Mas ATENÇÃO: a PrEP só tem efeito se você tomar o medicamento todos os dias. Caso contrário, pode não haver concentração suficiente das substâncias ativas em sua corrente sanguínea para bloquear o vírus.
Em quanto tempo a PrEP começa a fazer efeito?
Após usar o medicamento 7 dias para relação anal e 20 dias de uso para relação vaginal.

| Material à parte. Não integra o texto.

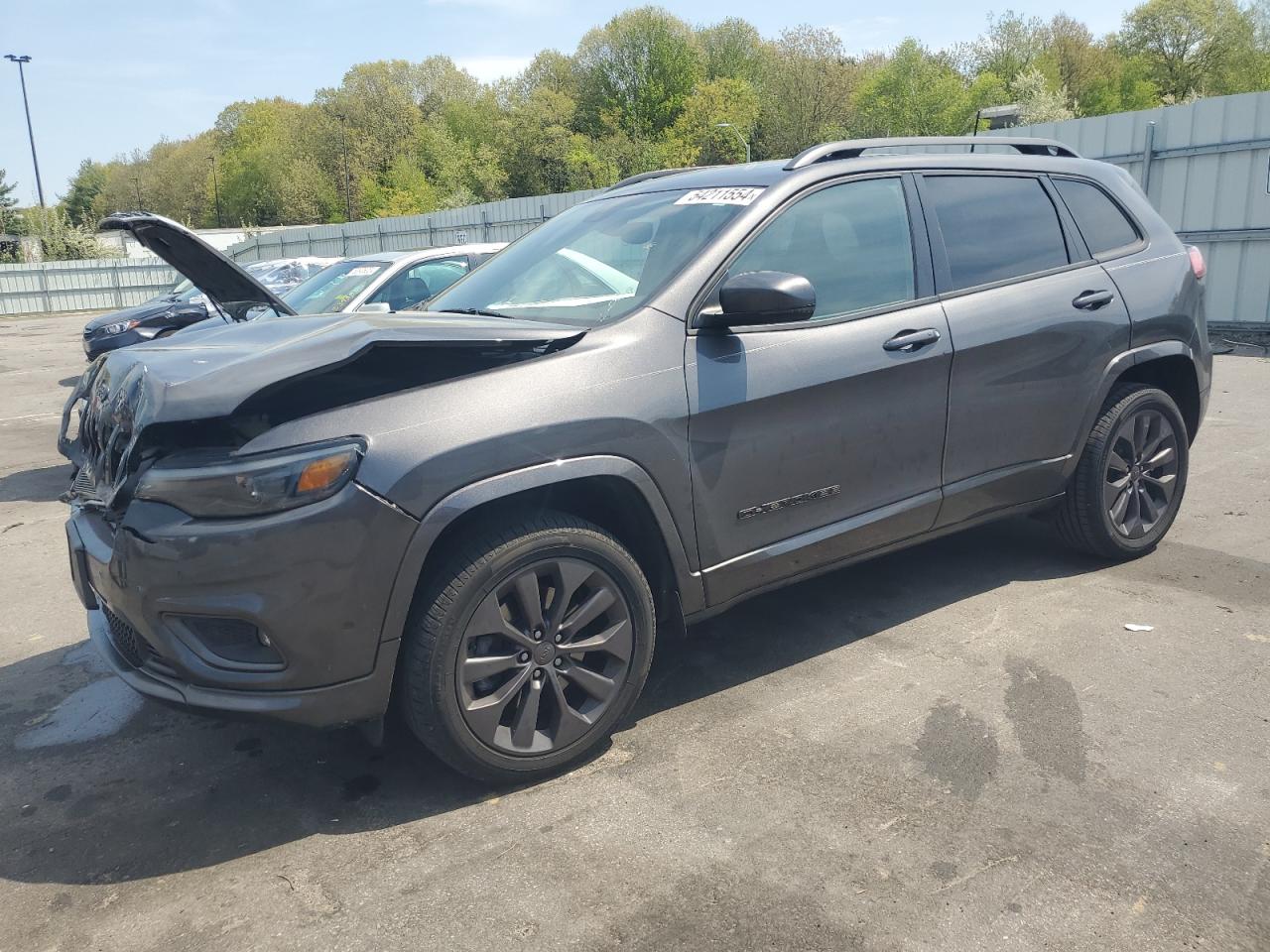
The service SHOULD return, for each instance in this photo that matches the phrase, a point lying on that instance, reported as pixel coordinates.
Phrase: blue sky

IMPORTANTE: a PrEP não protege de outras Infecções Sexualmente Transmissíveis (tais como sífilis, clamídia e gonorreia) e, portanto, deve ser combinada com outras estratégias de prevenção, como a camisinha.
Quem pode usar a PrEP?
A PrEP é indicada para qualquer pessoa em situação de vulnerabilidade para o HIV.
- Frequentemente deixa de usar camisinha em suas relações sexuais (anais ou vaginais);
- Faz uso repetido de PEP (Profilaxia Pós-Exposição ao HIV);
- Apresenta histórico de episódios de Infecções Sexualmente Transmissíveis;
- Contextos de relações sexuais em troca de dinheiro, objetos de valor, drogas, moradia, etc.
- Chemsex: prática sexual sob a influência de drogas psicoativas (metanfetaminas, Gama-hidroxibutirato (GHB), MDMA, cocaína, poppers) com a finalidade de melhorar e facilitar as experiências sexuais.
- Como posso começar a usar a PrEP?
Procure um profissional de saúde e informe-se para saber se você tem indicação para PrEP. Na PrEP, você deve tomar o medicamento todos os dias, fazer exames regulares e buscar sua medicação gratuitamente a cada três meses.